Processes in the Charge and Hearth Zones of Furnace Working Spaces and Problems in Controlling the Batch Dosing Mode during the Smelting of Industrial Silicon and High-Silicon Ferroalloys

This study describes the conversion processes of charge materials and the chemical processes in the charge and hearth zones of furnaces that smelt industrial silicon and high-silicon ferroalloys. The primary factor that determines the efficiency of the charge mode and the technological process is the coefficient of excess carbon in the furnace bath. The fluctuations in the effective capacity of the furnace; its distribution over the zones of the arc, charge, and melt; and the active resistances of these zones are caused by the regular deviations of this coefficient from unity. Such deviations are induced by uncontrolled changes in the humidity of the reducing agents.

Carbon deficiency and excess modes affect the state of charge and melt zones and the distribution of electric energy on the arc discharge power. Transient processes that occur when the composition of the charge on the dosing unit is changed, as well as the direct supply of the reducing agent to the furnace mouth and reflecting changes in the charge zone conductivity, are studied. Results reveal that transient processes are accompanied by high material and energy losses and their duration, depending on the volume of the bath and the effective capacity of the furnace, can exceed 4 h.
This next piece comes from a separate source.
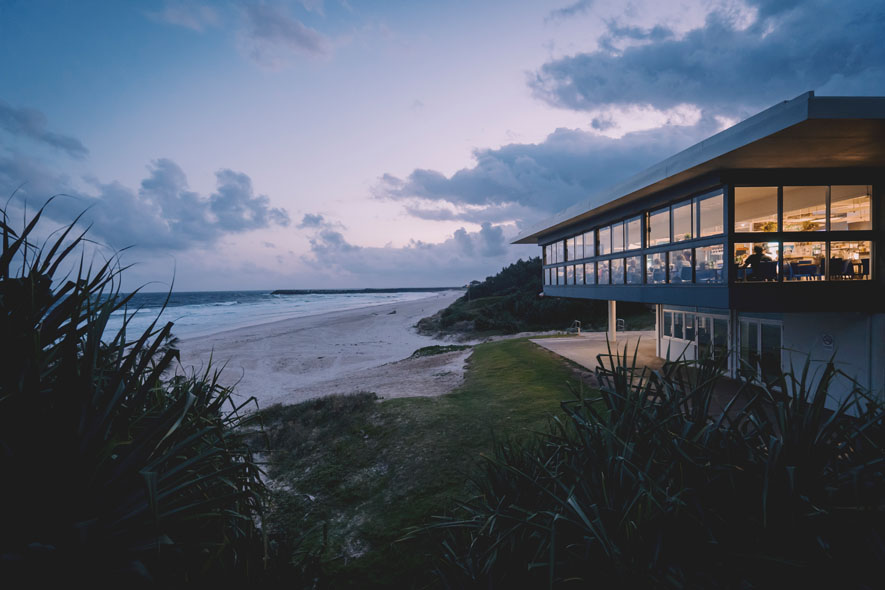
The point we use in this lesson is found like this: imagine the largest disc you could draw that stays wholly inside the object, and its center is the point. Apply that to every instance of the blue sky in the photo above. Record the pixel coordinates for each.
(271, 144)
On the basis of the analysis of the changes in charge conductivity and arc power, the negative consequences of the layer-by-layer charge loading method adopted for smelting industrial silicon are presented; these consequences are based on the alternation of charge supply, with an excess and shortage of the reducing agent. In the absence of reliable methods for the continuous monitoring of the moisture content of reducing agents in the charge stream, the coefficient of carbon excess must be evaluated by changing the resistance of the melt zone, which reflects changes in the size of the carbide layer that is formed due to the imbalance of silicon carbide and silicon monoxide. Such evaluation can determine the degree of imbalance of the reducing agent in the mixture and apply the currently required control effect on the composition of the charging material in a timely manner.